Demek istediğim şudur ki PlayStation 4, bugüne kadar oluşturulmuş en iyi konsollardan bir tanesiydi ama bu cümleyi kurabiliyor olmamın sebebi konsolun kendisi değil, onun için geliştirilmiş olan video oyunları. Bu konsol sağ olsun, benim oyunlara olan sevgim daha da fazla arttı ve yeni nesli de çok büyük bir merakla beklemeye başladım. Tabii ki ben bu incelemeyi yazdığım anlarda sizlere PlayStation 4 konsolunu satın almanızı öneremem; sadece birkaç ay içerisinde PlayStation 5 çıkacak. Yine de bu nesli, bu konsol ile bizlere yaşattığı için Sony Interactive Entertainment tarafına teşekkür etmek lazım.

PlayStation 4
PlayStation 4
PlayStation 4, bu neslin en güzel konsollarından bir tanesiydi. Yalnız, bunun sebebi aslında konsolun kendisi değildi; o konsol için piyasaya sürülen video oyunları idi. Sonuçta bu konsol, daha 3-4 yaşına girdiği zaman bile teknoloji olarak dünyanın çok gerisinde kalmıştı. Yalnız, adeta bir büyücü gibi çalışan oyun geliştiricileri, özellikle de konu birinci parti oyunlar olduğu zaman konsolun donanım yönünden eksikliğini hiçbir zaman hissettirmedi. Tam tersine, 2020 senesine kadar piyasaya sürülen tüm birinci parti oyunlar, her sene çıtayı daha da fazla yükseltti.
Olumlu
Birbirinden muhteşem birinci parti oyunların oynanabilir olması.

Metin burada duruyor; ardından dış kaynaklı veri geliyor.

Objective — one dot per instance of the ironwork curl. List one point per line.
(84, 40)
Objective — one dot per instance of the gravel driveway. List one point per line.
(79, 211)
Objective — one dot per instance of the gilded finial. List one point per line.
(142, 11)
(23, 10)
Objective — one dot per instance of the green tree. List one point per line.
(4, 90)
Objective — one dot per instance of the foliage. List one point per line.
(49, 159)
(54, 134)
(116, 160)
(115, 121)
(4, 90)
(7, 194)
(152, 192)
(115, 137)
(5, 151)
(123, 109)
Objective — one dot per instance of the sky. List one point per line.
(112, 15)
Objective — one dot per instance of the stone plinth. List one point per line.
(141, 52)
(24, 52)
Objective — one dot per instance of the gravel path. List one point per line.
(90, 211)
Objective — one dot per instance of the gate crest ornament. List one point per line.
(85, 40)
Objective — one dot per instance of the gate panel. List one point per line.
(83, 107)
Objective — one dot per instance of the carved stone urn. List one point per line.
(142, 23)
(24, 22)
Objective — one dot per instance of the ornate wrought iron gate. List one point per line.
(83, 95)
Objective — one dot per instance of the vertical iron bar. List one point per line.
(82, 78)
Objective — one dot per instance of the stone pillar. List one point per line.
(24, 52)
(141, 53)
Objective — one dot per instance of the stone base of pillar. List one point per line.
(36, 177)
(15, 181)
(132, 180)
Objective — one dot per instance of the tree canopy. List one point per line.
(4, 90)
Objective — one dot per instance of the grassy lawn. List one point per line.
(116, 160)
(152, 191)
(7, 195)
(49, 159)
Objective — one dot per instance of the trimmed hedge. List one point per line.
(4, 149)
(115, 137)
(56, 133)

Konsolun kendisinin birçok farklı yönden çok başarılı olması.
PlayStation VR ile sunulan sanal gerçekçilik desteği çeşitlilik sunuyor.
Ülkemizdeki fiyatı, ekonomimizin durumuna rağmen idare eder.
Tasarımın çok sade ve modern görünmesi, her yere yakışması.
Olumsuz
Donanım olarak birçok farklı noktada kritik bir güçsüzlüğün olması.
DualShock 4 tarafından verilemeyen oynanış hissi ve zayıf batarya.
Özellikle modern oyunlarda konsolun bir jet gibi ses çıkartması.
Çevrim içi hizmetlere pek önem verilmemesi çok büyük bir eksik.
Arayüzde oynama süresi gibi eğlenceli bilgilerin eksikliği hissediliyor.